Bring your Xamarin apps to Surface Duo
Hello Surface Duo developers!
To celebrate the .NET Conf: Focus on Xamarin live broadcast next week (tune in Monday!), today’s blog post will outline how to support the dual-screen devices from Xamarin apps. Xamarin lets you build Android apps using C# in Visual Studio, including building and testing apps for the Surface Duo.
Set up the Surface Duo emulator
The Surface Duo emulator and SDK are already available and ready for you to get started. Follow these instructions to set up the Surface Duo emulator for use with Visual Studio. Once you have started the emulator, it will appear as a deployment option in Visual Studio and you can test your existing Xamarin.Android and Xamarin.Forms apps!
Figure 1: Start the emulator before testing in Visual Studio
Step 1 in the journey to dual-screen devices is testing your app, which you can do today. From there, you can add functionality to take advantage of both screens, using the APIs described below.

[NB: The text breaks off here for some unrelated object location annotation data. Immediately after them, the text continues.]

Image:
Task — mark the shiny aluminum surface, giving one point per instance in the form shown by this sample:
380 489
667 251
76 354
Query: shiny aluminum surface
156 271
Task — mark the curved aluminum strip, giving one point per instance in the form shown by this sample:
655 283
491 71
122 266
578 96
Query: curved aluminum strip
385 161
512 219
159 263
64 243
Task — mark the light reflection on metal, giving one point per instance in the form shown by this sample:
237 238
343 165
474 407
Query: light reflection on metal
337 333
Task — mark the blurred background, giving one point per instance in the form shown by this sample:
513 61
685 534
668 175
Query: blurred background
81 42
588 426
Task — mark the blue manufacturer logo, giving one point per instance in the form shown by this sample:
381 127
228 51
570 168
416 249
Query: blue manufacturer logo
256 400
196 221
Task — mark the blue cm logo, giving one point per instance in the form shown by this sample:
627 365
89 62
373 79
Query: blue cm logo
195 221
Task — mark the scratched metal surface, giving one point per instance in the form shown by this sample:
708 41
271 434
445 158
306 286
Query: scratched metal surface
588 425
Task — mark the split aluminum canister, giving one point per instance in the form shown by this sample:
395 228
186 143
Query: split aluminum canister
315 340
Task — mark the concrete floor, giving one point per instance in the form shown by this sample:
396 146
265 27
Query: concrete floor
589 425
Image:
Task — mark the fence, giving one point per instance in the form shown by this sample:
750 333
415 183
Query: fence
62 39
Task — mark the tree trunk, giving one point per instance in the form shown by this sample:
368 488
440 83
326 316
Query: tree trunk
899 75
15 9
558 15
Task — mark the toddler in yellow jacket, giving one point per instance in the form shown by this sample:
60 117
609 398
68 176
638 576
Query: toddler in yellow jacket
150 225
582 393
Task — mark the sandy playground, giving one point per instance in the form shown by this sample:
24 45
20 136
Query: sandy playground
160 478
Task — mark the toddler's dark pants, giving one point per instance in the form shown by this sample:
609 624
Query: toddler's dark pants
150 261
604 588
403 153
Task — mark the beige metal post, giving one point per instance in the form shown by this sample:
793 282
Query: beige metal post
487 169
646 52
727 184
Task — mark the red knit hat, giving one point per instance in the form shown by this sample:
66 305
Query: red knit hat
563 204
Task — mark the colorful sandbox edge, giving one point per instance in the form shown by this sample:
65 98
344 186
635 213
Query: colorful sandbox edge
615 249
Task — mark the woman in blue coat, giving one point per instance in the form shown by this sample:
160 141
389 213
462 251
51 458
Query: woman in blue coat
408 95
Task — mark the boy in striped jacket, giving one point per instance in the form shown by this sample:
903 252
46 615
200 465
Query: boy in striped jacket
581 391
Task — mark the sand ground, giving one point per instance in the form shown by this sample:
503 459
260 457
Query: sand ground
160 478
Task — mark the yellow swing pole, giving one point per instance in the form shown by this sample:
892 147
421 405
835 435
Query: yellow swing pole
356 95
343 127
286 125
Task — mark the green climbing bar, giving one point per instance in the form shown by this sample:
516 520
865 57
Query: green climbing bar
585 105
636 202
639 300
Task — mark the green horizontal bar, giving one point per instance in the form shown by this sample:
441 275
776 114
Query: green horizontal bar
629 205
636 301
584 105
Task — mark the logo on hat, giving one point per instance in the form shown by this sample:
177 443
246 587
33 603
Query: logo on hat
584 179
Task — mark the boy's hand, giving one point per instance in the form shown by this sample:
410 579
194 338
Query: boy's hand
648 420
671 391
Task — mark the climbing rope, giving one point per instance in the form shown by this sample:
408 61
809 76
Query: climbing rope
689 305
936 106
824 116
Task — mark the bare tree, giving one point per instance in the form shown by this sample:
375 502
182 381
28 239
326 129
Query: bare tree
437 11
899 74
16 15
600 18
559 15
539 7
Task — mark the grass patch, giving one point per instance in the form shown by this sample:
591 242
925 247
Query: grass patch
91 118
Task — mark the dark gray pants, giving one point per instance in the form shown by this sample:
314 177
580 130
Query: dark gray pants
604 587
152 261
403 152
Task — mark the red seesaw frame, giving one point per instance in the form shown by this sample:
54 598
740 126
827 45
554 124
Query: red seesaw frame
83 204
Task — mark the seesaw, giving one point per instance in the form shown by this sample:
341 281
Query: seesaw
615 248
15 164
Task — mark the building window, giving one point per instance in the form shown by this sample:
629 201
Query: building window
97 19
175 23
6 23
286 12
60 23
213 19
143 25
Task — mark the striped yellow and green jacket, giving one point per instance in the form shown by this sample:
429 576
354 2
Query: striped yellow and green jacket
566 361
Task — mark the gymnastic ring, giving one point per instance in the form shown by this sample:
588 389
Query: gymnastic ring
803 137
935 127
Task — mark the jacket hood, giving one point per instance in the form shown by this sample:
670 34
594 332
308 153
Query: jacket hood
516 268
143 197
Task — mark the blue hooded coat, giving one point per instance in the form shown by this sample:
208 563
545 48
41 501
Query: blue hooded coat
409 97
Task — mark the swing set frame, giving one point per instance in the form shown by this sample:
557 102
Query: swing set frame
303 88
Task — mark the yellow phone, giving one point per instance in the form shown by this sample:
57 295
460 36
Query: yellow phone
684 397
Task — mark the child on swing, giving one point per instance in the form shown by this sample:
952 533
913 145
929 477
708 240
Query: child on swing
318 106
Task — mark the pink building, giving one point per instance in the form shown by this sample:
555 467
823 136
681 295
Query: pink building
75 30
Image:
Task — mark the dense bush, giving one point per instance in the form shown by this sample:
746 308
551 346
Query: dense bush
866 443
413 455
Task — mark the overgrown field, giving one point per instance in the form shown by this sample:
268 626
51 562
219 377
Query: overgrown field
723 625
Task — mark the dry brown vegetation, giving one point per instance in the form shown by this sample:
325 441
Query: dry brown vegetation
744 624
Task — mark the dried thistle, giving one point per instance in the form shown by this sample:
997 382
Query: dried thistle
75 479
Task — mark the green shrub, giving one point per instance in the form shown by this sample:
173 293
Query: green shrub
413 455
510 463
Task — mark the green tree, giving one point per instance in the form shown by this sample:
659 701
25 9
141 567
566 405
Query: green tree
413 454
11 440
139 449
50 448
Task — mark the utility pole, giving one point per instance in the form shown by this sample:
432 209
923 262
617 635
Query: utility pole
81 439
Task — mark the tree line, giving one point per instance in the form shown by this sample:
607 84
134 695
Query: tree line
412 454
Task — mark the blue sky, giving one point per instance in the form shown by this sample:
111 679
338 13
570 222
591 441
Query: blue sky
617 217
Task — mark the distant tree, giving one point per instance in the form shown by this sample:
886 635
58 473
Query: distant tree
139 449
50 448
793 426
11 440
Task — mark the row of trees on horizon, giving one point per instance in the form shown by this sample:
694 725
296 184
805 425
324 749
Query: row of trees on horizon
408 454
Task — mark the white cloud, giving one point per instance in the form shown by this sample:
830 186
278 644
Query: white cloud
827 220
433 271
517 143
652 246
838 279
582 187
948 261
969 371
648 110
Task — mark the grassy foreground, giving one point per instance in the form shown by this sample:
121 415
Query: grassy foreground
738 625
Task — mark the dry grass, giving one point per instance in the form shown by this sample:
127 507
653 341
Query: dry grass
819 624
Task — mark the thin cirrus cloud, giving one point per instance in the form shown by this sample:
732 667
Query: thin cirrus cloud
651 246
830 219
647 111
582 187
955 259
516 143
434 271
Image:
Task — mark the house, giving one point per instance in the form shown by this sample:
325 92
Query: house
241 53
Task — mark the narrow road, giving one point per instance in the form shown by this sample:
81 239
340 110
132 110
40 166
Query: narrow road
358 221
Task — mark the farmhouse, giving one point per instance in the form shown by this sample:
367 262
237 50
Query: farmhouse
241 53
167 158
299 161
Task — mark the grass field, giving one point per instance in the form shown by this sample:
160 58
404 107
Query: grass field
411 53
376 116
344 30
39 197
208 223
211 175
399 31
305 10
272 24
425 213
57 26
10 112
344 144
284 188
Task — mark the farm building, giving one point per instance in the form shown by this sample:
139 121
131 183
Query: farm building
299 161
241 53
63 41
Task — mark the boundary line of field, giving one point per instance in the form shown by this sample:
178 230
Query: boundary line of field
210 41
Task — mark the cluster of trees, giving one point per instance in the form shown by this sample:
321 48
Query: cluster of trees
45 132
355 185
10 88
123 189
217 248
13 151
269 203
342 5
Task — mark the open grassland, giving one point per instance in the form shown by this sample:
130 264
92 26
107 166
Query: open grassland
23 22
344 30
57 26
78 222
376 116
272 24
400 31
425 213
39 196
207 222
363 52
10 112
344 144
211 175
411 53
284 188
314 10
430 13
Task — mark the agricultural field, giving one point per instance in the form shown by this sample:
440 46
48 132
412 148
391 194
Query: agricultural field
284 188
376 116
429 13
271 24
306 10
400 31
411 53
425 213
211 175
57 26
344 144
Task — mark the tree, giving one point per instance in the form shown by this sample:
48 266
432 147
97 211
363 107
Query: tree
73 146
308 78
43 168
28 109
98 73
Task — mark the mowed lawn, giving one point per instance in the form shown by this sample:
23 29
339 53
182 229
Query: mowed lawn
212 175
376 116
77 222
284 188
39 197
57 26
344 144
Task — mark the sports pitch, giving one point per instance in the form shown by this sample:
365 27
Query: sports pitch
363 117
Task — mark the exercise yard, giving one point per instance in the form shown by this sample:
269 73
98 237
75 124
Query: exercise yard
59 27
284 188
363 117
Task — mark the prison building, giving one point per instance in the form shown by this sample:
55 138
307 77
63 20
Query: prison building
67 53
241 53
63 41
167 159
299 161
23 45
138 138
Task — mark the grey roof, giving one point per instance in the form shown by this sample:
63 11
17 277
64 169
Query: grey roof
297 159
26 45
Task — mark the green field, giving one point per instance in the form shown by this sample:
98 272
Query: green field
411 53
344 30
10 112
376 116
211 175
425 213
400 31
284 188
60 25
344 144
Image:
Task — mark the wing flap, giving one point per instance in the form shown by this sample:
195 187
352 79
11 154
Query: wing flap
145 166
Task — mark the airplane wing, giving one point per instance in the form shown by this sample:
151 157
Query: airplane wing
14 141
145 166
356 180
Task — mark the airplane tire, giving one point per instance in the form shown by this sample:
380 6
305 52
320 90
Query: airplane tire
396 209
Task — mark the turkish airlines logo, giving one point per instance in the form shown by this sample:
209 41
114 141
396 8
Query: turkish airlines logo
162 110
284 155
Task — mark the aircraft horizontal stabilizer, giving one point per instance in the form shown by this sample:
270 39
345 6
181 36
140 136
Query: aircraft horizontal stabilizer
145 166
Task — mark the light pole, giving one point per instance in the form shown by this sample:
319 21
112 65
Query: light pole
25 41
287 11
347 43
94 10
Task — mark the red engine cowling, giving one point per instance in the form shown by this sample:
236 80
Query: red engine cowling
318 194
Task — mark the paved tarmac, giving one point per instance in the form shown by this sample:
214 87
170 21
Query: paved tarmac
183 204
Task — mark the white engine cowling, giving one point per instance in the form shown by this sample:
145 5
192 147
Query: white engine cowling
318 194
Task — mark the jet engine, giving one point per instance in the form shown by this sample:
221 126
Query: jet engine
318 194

Display mask and hinge handling
The Java APIs we talked about last week are also accessible by C# in Xamarin.Android apps. Add the Xamarin.DuoSdk NuGet to your project and you can use these code snippets to detect the display mask and hinge angle device attributes:
Display Mask location
using Microsoft.Device.Display; // ... in MainActivity.OnCreate var screenHelper = new ScreenHelper(); var isDuo = screenHelper.Initialize(this); var isSpanned = screenHelper.IsDualMode; var maskBounds = screenHelper.GetHingeBounds(); // eg. Rect(1350, 0 - 1434, 1800)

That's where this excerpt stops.